Search code examples
algorithmlinear-algebrarecommendation-enginepredict

Recommendation system and baseline predictors


I have a bunch of data where the first column represents users, the second column is movies, and the third is a ten-points rating.

0 0 9
0 1 8
1 1 4
1 2 6
2 2 7

And I have to predict the third number for another ser of data (user, movie, ?):

0 2
1 0
2 0
2 1

I use this way for finding bias values https://youtube.com/watch?v=dGM4bNQcVKI and this way for predicting https://www.youtube.com/watch?v=4RSigTais8o.

Bias value for user number 0: 9 + 8 / 2 = 8.5 - 1.5 = 7.

enter image description here

Bias value for movie number 2: 6 + 7 / 2 = 6.5 - 1.5 = 5.

enter image description here

And baseline predictors:

https://intern.contest.yandex.ru/testsys/tex/render/XGhhdCByX3t1bX0gPSBcbXUgKyBiX3UgKyBiX20s.png

1.5 + 7 + 5, where result is 13.5, but in contest result is: 7.052009.

But the problem description says the result of my Recommendation system should be:

0 2 7.052009
1 0 6.687943
2 0 6.995272
2 1 6.687943

Where is my mistake?


Solution

  • The raw average is the average of ALL the present scores ((9+8+4+6+7) / 5 = 6.8), I don't see that number anywhere, so I guess that's your error.

    In the video Prof. used the raw average of 3.5 on all the calculations, including calculating bias, he skipped how to reach that number, if you add all numbers on the table of the video and divide, you get 3.5.

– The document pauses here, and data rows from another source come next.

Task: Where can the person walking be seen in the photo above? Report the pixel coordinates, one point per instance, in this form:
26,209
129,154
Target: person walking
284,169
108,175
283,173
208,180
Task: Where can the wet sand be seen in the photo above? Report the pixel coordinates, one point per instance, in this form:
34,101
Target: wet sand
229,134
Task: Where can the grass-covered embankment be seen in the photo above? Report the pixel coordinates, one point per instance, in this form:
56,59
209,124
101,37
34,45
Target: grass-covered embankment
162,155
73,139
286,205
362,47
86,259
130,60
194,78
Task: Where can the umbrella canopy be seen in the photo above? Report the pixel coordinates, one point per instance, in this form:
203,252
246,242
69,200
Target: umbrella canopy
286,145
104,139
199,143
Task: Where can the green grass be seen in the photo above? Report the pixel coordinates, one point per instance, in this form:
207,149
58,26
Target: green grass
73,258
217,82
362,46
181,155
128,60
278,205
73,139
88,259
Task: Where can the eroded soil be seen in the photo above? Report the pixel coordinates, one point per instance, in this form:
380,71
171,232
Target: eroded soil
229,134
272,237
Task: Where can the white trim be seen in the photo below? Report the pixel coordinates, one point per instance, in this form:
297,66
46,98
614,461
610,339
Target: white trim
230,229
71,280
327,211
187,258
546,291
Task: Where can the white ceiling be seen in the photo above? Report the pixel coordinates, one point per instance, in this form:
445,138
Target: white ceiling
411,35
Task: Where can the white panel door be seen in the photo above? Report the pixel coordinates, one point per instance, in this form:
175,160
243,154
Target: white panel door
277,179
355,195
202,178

    0 2 9.2 is the answer for the first one, using your videos as guide. The videos claims to have avoided calculus, the different final answers of the contest probably come from using the "full" method.

    0 2 ?, user 0 (row 0: 9 8 x), movie 2 (column 2: x 6 7)

    raw average = 6.8
    bias user 0: (9+8) / 2 - 6.8 = 1.7
    bias movie 2: (6+7) / 2 - 6.8 = -0.3
    prediction: 6.8+1.7-0.3 = 8.2
    

    The problem looks like a variation of the Netflix Contest, the contest' host knows the actual answers (the ratings), he doesn't give them to you, you are expected to guess/predict them, the winner of the contest is the one that gets the closest to the actual answers.

    The winner of you contest got the closest, but he got there using an unknown method, or his own variation of a know method, if your goal is to match his answer exactly, you are better off asking him what method he used and how did he modify it, and try to replicate his results.

    If this was homework and not a contest, then the teacher would expect you to use the "correct" method he taught you (there's no set method, just many methods that work with different accuracy), you'd have to use it exactly like he taught you. But it is a contest, your goal is to find a base method that approximates the best (the one you used is very low on accuracy), and tinker with it a bit to get even better results.

    If you want to understand the link I suggest you research and later ask a statistics question, because it's just plain statistics. You can try to understand the link or research Matrix factorization on your own. Remember that to get contest winning results (or close) you won't be able to use a simple method like the one you found on the youtube video, but require a method with a lot more math.